Oxidation state of boron in Magnesium boride

To find the oxidation state of boron in magnesium boride (MgB2), we can follow these steps: ### Step 1: Identify the components of the compound Magnesium boride consists of magnesium (Mg) and boron (B). The formula can be written as MgB2, indicating that there are two boron atoms for every magnesium atom. ### Step 2: Determine the oxidation state of magnesium Magnesium is an alkaline earth metal, which typically has a fixed oxidation state of +2. Therefore, in MgB2, the oxidation state of magnesium (Mg) is +2. ### Step 3: Set up the equation for the total oxidation states Let the oxidation state of boron be represented as \( x \).
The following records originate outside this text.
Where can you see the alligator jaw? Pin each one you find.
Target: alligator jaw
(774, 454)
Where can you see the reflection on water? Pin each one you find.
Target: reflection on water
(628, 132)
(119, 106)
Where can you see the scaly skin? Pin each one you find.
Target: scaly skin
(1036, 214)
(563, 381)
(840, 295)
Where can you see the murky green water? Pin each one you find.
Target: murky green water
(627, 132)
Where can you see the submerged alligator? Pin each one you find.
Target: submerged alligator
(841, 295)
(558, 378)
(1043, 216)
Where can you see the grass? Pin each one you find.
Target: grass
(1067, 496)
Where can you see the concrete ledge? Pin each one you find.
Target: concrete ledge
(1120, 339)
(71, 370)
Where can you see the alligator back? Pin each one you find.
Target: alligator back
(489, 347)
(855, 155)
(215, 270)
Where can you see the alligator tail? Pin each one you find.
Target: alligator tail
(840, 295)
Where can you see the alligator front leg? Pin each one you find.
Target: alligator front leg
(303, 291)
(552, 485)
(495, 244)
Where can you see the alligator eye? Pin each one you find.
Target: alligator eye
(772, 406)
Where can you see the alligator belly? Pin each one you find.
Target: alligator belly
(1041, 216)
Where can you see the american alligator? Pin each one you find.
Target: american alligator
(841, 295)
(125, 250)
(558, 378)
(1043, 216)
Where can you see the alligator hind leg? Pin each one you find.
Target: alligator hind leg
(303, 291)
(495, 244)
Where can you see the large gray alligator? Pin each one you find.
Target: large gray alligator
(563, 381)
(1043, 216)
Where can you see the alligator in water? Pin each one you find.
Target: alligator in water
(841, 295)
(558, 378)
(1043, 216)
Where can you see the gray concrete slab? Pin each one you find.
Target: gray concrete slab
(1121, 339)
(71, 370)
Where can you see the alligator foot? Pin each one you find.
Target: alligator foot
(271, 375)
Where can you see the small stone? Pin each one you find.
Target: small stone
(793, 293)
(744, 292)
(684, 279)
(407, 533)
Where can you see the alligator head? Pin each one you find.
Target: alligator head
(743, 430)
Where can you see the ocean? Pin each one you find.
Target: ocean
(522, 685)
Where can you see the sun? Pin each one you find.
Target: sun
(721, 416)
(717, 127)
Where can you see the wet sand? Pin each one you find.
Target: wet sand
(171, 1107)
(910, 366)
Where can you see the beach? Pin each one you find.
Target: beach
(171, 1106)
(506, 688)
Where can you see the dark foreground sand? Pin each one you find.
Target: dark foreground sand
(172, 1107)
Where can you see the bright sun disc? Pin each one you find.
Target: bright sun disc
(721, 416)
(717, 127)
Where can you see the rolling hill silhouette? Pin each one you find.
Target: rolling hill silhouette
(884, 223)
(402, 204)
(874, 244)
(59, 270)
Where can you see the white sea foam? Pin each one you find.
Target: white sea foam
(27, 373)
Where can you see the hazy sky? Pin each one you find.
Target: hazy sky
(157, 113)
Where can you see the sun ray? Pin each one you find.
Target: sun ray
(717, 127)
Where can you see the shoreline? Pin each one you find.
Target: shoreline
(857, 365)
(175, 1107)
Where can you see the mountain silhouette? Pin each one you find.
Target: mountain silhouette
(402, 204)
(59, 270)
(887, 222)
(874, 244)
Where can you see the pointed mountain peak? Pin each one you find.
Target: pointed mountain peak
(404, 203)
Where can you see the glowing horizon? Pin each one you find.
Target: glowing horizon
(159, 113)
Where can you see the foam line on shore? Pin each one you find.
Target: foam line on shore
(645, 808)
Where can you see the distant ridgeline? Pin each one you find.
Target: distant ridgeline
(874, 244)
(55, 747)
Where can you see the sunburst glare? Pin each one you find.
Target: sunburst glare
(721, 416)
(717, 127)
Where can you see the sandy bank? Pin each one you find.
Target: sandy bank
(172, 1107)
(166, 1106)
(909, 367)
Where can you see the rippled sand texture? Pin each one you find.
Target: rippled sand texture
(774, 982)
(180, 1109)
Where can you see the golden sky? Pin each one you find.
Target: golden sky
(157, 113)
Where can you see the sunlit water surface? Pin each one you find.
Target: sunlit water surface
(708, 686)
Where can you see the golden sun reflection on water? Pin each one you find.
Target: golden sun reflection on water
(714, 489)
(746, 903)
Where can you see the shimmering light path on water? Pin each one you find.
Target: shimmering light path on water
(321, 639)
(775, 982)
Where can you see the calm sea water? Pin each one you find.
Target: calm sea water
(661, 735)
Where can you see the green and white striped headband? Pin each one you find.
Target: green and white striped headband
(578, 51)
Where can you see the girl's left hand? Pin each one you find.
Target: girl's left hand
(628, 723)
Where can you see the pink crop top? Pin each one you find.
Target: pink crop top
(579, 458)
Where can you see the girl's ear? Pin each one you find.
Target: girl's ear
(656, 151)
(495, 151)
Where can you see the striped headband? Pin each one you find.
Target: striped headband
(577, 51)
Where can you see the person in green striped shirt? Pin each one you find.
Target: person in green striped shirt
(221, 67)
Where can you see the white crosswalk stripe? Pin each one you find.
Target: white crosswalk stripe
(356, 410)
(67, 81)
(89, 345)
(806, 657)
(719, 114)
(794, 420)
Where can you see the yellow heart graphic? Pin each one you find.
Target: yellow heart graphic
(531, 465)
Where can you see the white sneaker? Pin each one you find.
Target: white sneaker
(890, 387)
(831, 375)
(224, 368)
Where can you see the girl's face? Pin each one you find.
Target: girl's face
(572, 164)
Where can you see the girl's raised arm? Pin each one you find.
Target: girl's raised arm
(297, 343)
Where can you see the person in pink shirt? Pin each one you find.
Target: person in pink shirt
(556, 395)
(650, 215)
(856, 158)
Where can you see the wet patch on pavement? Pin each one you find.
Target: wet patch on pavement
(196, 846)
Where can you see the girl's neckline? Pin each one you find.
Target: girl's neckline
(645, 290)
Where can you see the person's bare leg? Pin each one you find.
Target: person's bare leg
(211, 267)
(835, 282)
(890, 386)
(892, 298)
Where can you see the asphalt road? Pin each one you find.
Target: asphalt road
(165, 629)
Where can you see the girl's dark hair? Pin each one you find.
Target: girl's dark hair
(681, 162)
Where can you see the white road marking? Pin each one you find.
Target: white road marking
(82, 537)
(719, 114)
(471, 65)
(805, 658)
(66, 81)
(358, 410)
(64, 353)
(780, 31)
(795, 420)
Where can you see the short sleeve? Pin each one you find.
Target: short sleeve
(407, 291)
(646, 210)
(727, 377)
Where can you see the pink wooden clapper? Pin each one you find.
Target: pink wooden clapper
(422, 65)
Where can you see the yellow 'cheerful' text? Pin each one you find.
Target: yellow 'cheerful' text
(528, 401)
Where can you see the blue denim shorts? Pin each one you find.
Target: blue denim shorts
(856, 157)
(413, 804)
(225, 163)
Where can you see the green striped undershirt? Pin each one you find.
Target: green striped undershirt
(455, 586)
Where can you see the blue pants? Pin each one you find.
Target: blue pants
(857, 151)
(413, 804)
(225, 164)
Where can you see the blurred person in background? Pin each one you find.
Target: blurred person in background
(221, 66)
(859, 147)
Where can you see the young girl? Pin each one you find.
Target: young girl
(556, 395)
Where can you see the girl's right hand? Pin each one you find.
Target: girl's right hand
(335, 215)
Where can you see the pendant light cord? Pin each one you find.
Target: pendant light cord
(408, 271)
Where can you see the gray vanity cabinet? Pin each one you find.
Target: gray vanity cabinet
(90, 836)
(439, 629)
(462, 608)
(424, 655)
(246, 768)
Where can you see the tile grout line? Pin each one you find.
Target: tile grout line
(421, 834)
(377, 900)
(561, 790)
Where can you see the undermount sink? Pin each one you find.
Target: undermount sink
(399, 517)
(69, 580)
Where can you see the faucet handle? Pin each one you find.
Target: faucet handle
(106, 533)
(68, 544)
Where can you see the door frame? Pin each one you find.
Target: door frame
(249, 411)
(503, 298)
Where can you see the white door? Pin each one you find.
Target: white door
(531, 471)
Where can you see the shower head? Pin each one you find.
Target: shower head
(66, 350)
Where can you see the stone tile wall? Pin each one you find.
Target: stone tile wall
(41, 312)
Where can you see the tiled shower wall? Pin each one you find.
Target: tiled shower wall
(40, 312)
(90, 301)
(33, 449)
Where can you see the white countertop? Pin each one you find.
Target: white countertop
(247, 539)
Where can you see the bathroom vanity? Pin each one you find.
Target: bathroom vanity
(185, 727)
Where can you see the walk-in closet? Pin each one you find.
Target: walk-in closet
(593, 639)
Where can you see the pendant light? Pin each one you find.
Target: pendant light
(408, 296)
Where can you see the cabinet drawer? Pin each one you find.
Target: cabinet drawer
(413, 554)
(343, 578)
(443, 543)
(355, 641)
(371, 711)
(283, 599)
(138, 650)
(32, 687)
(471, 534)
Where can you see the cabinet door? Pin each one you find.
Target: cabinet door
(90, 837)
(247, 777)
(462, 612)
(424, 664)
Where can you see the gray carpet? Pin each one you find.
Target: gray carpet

Since there are two boron atoms in the compound, their total contribution to the oxidation state will be \( 2x \). ### Step 4: Write the equation based on the overall charge The compound is neutral, so the sum of the oxidation states must equal zero. Therefore, we can set up the equation: \[ \text{Oxidation state of Mg} + \text{Oxidation state of B} = 0 \] Substituting the known values: \[ +2 + 2x = 0 \] ### Step 5: Solve for \( x \) Now, we can solve for \( x \): \[ 2x = -2 \] \[ x = -1 \] ### Conclusion The oxidation state of boron in magnesium boride (MgB2) is -1.